Core Data Objects
Overview
The testing-api utilizes a set of standardized data objects to ensure consistency across the Supervised AI platform. These objects define how test data is structured, how models are evaluated, and how results are reported.
TestSet
The TestSet is the primary container for evaluation data. It bundles individual test cases with metadata required for the platform to identify the versioning and purpose of the evaluation.

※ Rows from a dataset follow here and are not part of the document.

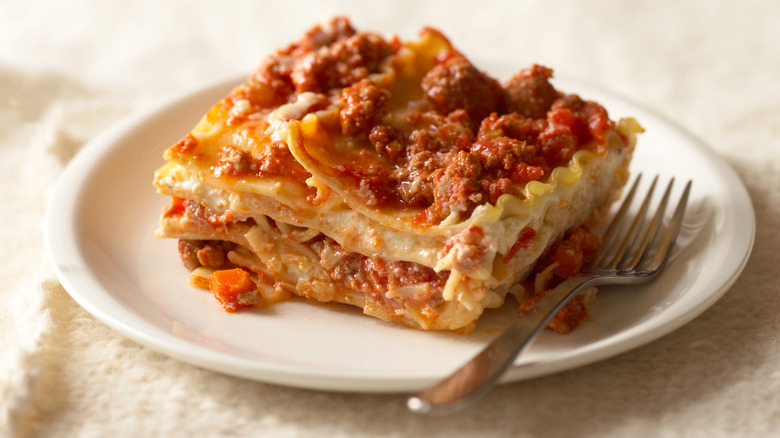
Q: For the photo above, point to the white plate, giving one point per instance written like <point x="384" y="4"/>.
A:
<point x="99" y="236"/>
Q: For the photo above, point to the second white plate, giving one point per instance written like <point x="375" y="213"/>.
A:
<point x="99" y="235"/>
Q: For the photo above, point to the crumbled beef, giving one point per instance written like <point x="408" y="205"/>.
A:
<point x="364" y="106"/>
<point x="456" y="187"/>
<point x="530" y="93"/>
<point x="467" y="249"/>
<point x="210" y="253"/>
<point x="387" y="141"/>
<point x="341" y="64"/>
<point x="456" y="84"/>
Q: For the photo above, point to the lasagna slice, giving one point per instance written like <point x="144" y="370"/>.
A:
<point x="393" y="176"/>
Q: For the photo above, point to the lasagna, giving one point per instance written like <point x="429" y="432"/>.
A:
<point x="394" y="176"/>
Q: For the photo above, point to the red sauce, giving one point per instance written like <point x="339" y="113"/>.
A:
<point x="524" y="240"/>
<point x="578" y="248"/>
<point x="276" y="161"/>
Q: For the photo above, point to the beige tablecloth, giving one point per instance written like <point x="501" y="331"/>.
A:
<point x="70" y="69"/>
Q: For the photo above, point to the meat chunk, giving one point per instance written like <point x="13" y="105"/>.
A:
<point x="364" y="107"/>
<point x="457" y="189"/>
<point x="341" y="64"/>
<point x="530" y="92"/>
<point x="456" y="83"/>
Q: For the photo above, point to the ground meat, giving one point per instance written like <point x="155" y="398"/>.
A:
<point x="456" y="84"/>
<point x="509" y="158"/>
<point x="456" y="188"/>
<point x="340" y="65"/>
<point x="275" y="161"/>
<point x="587" y="120"/>
<point x="188" y="252"/>
<point x="364" y="106"/>
<point x="210" y="253"/>
<point x="387" y="141"/>
<point x="512" y="125"/>
<point x="468" y="249"/>
<point x="431" y="131"/>
<point x="530" y="93"/>
<point x="376" y="276"/>
<point x="578" y="248"/>
<point x="324" y="35"/>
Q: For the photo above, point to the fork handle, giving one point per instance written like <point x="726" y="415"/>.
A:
<point x="481" y="373"/>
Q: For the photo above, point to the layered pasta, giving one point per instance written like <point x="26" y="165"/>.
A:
<point x="393" y="176"/>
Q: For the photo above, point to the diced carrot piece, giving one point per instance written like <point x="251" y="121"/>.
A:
<point x="228" y="283"/>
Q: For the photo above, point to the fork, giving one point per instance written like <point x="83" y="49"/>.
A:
<point x="626" y="257"/>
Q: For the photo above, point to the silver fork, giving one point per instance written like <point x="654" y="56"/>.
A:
<point x="626" y="257"/>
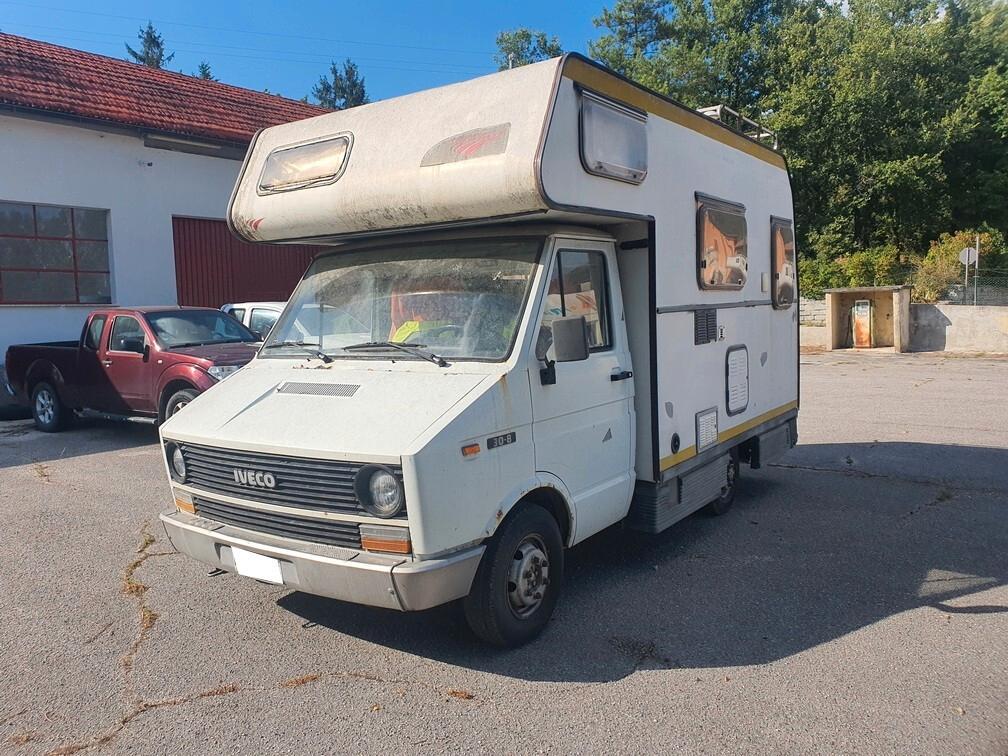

| Property | Type | Description |
| :--- | :--- | :--- |
| id | string | A unique identifier for the test set. |
| name | string | A human-readable name for the dataset. |
| version | string | Semantic versioning string (e.g., 1.0.2). |
| cases | Array<TestCase> | A list of individual test instances. |
Usage Example:
{
"id": "ts_98765",
"name": "Customer Intent Classification - Production",
"version": "2.1.0",
"cases": [...]
}
TestCase
The TestCase represents a single unit of evaluation. It contains the input payload sent to the AI model and the "Ground Truth" used for validation.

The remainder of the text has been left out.